Chancellor Friedrich Merz has dismissed the prospect of further easing Germany's long-standing fiscal constraint known as the "debt brake" before the federal election scheduled for 2029. Speaking at his Christian Democratic Union's party conference in Stuttgart, Merz said it would be irresponsible to incur additional borrowing in the current legislative period.
Merz moved quickly last year to relax the constitutional limits on borrowing after winning the election in February. That decision unlocked several hundred billion euros, earmarked by the government for defence and infrastructure projects. The measure, however, provoked criticism from multiple quarters, including some within his own voter base.
Opponents have argued that the new headroom for borrowing provides the government with greater flexibility for routine or recurrent spending, rather than channeling funds into long-delayed capital investment that could strengthen the economy. Those critiques were part of the backdrop at the Stuttgart gathering, where delegates passed a motion opposing further changes to the debt brake.
Addressing the ARD broadcaster at the party conference, Merz was unequivocal about the limits he wants to observe. "In my view, taking on more debt is irresponsible," he said. He reiterated the message later in his remarks: "The fundamental message of this party conference is clear, and this is my own: We are taking on enough debt during this legislative period."
The chancellor's comments and the party's vote signal a consolidation of the current fiscal stance. By ruling out additional debt-limit reforms before 2029, the government has set an explicit boundary around further borrowing. The decision preserves the earlier relaxation as the principal change to the constitutional borrowing framework during this term.
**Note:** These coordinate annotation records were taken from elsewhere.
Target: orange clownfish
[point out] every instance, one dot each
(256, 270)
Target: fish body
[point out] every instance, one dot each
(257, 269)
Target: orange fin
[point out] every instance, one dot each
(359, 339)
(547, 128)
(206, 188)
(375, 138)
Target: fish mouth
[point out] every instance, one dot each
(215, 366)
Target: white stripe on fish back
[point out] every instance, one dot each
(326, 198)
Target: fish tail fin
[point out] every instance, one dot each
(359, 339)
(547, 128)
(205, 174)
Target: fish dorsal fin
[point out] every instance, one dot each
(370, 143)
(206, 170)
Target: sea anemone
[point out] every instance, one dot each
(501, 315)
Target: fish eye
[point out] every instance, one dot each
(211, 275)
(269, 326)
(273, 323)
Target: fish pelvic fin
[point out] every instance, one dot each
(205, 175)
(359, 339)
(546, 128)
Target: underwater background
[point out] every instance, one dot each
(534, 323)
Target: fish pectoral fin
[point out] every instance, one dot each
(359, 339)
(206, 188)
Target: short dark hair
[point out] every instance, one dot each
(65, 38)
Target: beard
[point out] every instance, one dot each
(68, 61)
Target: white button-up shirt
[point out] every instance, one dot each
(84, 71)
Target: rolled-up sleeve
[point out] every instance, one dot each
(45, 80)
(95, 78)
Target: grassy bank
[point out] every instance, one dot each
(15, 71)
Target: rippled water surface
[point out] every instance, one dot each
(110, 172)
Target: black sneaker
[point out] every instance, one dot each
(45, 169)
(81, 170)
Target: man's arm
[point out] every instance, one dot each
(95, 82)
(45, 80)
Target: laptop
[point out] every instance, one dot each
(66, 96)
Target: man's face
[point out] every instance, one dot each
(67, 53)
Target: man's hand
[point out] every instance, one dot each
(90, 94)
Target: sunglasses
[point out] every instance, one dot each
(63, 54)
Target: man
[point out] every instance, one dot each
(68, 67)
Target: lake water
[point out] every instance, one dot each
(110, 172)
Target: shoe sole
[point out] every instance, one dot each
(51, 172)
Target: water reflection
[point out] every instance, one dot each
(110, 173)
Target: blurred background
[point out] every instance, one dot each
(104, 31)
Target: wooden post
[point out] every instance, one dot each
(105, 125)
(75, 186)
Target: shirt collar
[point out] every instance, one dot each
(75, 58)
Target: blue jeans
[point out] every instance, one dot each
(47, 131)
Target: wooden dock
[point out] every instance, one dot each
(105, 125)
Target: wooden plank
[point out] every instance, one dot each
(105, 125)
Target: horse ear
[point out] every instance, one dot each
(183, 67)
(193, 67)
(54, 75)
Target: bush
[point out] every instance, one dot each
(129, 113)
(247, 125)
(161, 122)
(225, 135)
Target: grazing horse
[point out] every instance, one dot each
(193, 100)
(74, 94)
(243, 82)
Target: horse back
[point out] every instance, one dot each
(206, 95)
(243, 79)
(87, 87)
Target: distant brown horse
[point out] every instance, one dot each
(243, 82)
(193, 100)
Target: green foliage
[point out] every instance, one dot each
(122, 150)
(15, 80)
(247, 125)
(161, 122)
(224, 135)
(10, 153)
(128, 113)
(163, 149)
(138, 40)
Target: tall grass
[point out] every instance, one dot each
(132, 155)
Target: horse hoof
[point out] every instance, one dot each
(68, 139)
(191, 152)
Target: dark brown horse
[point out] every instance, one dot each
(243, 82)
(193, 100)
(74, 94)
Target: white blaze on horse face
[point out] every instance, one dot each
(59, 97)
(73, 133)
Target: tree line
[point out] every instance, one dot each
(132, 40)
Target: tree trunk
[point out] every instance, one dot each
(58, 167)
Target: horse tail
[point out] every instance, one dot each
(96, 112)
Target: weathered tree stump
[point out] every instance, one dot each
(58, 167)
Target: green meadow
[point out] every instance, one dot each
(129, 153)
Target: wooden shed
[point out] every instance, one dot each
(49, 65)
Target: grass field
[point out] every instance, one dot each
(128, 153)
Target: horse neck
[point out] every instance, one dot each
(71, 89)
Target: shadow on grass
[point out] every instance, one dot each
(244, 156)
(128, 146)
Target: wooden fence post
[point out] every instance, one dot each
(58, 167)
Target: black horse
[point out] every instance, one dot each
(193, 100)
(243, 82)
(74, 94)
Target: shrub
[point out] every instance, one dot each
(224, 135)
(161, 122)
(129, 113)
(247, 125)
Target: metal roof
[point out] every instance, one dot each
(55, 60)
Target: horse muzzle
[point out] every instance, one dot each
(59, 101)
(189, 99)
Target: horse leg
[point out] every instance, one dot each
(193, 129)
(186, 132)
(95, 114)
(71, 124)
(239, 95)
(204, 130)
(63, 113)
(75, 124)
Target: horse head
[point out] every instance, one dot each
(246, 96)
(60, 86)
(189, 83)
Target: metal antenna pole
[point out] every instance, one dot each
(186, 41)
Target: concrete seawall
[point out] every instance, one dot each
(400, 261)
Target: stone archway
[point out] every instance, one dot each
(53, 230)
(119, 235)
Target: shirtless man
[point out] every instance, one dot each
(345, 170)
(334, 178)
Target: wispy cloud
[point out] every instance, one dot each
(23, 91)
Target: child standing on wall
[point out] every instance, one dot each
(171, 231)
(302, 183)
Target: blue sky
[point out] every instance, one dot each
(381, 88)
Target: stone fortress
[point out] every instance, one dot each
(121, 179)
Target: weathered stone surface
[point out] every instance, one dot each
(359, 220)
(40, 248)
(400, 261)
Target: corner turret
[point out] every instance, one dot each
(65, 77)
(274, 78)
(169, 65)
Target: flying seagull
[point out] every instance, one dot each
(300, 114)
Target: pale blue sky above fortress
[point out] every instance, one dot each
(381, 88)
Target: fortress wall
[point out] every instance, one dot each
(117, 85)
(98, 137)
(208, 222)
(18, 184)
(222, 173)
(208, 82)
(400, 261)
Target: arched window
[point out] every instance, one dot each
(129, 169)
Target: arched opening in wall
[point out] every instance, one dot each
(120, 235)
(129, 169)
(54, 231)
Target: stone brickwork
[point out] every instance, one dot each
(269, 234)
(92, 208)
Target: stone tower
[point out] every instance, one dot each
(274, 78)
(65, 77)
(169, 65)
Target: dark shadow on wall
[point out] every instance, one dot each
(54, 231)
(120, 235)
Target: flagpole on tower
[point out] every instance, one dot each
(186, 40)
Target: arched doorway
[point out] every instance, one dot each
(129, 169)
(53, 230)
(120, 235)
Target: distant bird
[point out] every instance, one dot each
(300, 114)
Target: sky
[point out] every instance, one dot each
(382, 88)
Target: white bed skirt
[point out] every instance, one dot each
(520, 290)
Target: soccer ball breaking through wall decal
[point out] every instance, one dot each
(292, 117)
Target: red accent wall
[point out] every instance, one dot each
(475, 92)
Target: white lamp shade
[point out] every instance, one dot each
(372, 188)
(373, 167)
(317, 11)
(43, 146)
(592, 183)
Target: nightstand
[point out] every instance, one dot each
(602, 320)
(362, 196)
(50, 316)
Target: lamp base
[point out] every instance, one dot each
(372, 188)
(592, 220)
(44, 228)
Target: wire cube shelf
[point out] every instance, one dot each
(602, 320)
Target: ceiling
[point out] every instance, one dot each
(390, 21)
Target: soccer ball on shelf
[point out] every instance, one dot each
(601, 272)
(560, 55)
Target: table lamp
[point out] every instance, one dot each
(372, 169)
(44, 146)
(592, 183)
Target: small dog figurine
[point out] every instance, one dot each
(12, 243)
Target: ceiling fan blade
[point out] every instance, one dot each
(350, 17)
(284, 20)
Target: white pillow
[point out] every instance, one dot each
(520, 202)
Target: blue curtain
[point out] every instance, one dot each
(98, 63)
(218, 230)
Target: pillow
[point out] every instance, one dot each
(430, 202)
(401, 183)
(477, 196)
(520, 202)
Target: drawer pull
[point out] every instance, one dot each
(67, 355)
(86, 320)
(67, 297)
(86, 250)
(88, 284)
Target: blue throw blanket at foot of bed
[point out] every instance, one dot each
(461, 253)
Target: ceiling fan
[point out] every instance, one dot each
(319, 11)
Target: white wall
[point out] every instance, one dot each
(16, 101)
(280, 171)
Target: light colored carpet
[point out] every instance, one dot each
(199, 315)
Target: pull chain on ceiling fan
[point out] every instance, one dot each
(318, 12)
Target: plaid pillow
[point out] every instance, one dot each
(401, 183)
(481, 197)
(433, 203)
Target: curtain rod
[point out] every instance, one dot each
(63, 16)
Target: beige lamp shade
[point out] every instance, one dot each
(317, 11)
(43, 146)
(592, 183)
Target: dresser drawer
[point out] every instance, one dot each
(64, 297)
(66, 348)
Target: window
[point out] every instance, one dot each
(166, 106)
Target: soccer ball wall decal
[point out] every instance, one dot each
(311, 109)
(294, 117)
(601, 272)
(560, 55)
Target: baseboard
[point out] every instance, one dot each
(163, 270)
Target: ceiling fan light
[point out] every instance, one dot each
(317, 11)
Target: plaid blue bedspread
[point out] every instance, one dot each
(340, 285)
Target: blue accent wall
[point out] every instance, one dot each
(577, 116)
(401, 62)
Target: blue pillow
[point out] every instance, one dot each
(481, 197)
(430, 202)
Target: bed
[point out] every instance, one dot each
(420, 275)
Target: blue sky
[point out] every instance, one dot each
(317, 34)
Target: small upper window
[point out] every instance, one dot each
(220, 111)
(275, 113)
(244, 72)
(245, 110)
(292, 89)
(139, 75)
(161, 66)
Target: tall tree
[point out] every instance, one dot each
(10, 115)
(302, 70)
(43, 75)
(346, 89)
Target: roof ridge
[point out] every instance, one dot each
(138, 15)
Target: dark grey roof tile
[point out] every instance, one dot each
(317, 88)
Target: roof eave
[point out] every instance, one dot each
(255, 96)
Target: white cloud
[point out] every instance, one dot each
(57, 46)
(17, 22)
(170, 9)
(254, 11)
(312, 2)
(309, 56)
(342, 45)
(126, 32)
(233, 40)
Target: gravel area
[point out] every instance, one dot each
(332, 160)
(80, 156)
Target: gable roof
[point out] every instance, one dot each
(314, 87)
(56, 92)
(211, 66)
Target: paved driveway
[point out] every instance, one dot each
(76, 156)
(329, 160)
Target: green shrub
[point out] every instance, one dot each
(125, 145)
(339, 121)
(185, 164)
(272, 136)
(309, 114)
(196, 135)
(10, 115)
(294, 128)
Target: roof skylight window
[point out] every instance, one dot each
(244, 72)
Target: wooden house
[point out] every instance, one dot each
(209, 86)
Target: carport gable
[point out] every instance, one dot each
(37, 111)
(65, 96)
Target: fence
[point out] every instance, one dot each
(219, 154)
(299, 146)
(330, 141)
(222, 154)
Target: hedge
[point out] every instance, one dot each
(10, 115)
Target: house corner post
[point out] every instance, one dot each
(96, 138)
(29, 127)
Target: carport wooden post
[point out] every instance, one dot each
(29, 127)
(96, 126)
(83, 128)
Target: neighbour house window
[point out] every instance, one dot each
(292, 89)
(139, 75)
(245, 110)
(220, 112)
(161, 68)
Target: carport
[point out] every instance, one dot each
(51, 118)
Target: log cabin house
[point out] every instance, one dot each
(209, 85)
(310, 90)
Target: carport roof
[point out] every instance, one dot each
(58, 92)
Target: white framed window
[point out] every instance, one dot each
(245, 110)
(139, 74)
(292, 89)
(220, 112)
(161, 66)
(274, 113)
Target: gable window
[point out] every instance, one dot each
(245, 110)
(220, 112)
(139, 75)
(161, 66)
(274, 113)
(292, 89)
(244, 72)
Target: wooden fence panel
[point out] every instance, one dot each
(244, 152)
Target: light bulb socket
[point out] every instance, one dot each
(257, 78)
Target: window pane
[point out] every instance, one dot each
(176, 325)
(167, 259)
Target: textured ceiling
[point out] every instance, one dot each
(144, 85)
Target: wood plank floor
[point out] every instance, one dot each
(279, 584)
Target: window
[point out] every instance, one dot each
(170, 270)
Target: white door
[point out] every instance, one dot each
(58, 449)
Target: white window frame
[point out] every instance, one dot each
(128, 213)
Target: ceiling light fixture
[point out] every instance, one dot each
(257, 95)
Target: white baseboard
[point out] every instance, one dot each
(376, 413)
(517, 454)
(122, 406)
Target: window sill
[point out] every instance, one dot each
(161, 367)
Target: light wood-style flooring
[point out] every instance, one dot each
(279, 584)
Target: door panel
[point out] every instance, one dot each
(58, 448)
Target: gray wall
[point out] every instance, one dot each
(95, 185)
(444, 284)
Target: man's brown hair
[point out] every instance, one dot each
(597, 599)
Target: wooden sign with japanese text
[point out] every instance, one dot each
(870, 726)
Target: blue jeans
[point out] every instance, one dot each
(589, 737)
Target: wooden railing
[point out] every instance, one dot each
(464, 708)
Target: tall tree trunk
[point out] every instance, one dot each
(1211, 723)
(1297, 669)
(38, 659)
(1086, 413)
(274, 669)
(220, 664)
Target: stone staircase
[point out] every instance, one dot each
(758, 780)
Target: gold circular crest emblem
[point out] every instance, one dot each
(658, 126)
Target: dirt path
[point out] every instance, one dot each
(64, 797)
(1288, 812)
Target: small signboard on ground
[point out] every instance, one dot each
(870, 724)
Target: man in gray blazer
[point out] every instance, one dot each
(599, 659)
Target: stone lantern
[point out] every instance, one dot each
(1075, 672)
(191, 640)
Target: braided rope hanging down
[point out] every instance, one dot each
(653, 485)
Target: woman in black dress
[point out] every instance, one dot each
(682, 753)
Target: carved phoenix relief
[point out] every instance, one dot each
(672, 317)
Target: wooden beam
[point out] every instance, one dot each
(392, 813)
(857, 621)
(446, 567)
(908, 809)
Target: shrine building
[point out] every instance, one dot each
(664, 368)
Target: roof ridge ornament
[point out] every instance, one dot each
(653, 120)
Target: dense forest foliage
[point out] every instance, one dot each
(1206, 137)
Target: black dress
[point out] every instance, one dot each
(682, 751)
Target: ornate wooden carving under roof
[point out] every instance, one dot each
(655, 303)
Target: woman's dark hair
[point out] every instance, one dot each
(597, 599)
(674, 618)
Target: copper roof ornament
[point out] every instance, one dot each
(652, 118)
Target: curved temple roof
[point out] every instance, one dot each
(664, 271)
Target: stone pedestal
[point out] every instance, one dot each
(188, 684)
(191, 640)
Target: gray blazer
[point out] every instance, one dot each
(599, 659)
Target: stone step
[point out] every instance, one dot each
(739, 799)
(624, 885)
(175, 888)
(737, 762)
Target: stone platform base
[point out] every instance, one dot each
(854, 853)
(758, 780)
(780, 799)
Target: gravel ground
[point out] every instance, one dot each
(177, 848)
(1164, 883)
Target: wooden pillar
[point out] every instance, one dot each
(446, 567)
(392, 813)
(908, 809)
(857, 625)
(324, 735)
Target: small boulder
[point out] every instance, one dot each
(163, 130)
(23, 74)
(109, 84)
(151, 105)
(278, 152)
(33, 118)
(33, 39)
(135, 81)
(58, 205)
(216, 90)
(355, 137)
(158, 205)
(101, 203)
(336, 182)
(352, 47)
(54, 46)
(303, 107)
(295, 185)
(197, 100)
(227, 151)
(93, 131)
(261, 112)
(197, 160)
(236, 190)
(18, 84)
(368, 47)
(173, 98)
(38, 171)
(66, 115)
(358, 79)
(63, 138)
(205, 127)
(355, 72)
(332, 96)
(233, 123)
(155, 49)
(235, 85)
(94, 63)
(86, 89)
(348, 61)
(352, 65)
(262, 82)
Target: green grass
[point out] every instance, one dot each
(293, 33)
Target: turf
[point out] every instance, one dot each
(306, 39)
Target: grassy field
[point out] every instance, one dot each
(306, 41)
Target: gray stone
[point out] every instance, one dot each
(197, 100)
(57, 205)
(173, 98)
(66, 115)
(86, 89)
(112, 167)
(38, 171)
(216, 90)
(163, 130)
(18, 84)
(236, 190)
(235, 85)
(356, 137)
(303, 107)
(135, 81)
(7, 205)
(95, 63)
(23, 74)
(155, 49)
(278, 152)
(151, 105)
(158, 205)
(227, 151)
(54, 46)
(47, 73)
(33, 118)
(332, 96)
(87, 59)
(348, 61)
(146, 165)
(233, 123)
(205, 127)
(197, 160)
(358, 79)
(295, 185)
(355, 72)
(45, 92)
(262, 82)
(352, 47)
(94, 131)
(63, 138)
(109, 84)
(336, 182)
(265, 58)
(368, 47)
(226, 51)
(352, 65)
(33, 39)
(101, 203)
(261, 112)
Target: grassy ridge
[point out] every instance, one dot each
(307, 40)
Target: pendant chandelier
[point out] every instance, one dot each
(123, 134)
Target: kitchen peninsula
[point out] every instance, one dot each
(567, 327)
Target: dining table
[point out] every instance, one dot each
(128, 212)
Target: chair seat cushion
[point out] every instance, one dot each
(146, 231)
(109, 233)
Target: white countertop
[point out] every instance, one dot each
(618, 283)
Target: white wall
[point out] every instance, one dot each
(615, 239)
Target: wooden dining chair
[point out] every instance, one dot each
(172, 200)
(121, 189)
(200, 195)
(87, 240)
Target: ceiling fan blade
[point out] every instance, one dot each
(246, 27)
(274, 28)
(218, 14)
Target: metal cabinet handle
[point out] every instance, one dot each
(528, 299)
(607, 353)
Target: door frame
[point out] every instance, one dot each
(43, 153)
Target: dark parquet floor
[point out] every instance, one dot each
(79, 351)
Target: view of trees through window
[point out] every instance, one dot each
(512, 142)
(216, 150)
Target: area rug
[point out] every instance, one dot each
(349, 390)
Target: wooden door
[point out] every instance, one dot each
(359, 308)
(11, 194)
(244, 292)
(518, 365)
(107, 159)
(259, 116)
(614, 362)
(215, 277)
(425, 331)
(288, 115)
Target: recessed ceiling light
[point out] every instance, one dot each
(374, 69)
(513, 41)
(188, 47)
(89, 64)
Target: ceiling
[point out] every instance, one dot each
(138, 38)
While the measures taken last year freed substantial funds for defence and infrastructure, the debate that followed highlights political and public concerns over how newly available borrowing capacity is used. Critics maintain that the increased margin for debt could be applied to everyday spending priorities rather than addressing longer-term underinvestment in Europe’s largest economy - a point that resonated with delegates at the CDU conference.
For now, the policy position is clear: no additional loosening of the debt brake before the next federal vote in 2029, and a party resolution formalizing opposition to further reform during the current legislative period.